11th Annual Conference of the International Speech Communication Association

Makuhari, Chiba, Japan
September 26-30. 2010

CRF-Based Stochastic Pronunciation Modeling for Out-of-Vocabulary Spoken Term Detection

Dong Wang (1), Simon King (1), Nicholas Evans (2), Raphaël Troncy (2)
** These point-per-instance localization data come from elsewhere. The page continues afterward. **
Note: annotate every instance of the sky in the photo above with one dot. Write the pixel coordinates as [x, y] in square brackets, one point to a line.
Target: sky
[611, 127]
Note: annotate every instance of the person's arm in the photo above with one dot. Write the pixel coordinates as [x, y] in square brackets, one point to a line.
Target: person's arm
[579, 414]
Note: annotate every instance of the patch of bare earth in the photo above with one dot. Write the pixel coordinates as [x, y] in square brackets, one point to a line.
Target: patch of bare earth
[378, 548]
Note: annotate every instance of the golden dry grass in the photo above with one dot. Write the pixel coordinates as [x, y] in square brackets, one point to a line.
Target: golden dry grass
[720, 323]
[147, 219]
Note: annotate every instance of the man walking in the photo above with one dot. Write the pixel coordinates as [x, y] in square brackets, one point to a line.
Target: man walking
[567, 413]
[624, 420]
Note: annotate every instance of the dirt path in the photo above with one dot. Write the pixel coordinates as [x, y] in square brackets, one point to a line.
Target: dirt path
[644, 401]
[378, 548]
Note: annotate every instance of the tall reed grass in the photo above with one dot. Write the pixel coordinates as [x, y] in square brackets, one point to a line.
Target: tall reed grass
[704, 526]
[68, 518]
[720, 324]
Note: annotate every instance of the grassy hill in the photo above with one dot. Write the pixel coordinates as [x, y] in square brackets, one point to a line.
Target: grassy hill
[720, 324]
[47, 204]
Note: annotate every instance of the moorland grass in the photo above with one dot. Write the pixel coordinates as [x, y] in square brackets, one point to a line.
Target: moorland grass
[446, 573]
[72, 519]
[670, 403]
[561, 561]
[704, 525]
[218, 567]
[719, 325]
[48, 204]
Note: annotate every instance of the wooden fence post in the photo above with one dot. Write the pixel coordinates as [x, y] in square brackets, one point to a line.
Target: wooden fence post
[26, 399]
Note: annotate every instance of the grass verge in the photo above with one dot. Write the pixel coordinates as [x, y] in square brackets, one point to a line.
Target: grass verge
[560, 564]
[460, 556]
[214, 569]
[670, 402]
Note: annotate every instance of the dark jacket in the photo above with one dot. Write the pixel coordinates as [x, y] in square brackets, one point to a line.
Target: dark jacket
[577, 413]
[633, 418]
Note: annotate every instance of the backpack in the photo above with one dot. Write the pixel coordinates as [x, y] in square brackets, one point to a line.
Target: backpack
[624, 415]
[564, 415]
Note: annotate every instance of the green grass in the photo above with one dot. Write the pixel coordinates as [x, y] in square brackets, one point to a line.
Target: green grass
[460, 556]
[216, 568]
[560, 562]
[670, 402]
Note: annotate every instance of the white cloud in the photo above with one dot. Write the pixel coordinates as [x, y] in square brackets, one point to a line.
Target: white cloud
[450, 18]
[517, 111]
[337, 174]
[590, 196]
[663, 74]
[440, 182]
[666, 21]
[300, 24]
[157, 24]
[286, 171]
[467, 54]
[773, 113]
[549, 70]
(1) University of Edinburgh, UK
(2) EURECOM, France

Out-of-vocabulary (OOV) terms present a significant challenge to spoken term detection (STD). This challenge, to a large extent, lies in the high degree of uncertainty in pronunciations of OOV terms. In previous work, we presented a stochastic pronunciation modeling (SPM) approach to compensate for this uncertainty. A shortcoming of our original work, however, is that the SPM was based on a joint-multigram model (JMM), which is suboptimal. In this paper, we propose to use conditional random fields (CRFs) for letter-to-sound conversion, which significantly improves quality of the predicted pronunciations. When applied to OOV STD, we achieve considerable performance improvement with both a 1-best system and an SPM-based system.

Full Paper

Bibliographic reference.  Wang, Dong / King, Simon / Evans, Nicholas / Troncy, Raphaël (2010): "CRF-based stochastic pronunciation modeling for out-of-vocabulary spoken term detection", In INTERSPEECH-2010, 1668-1671.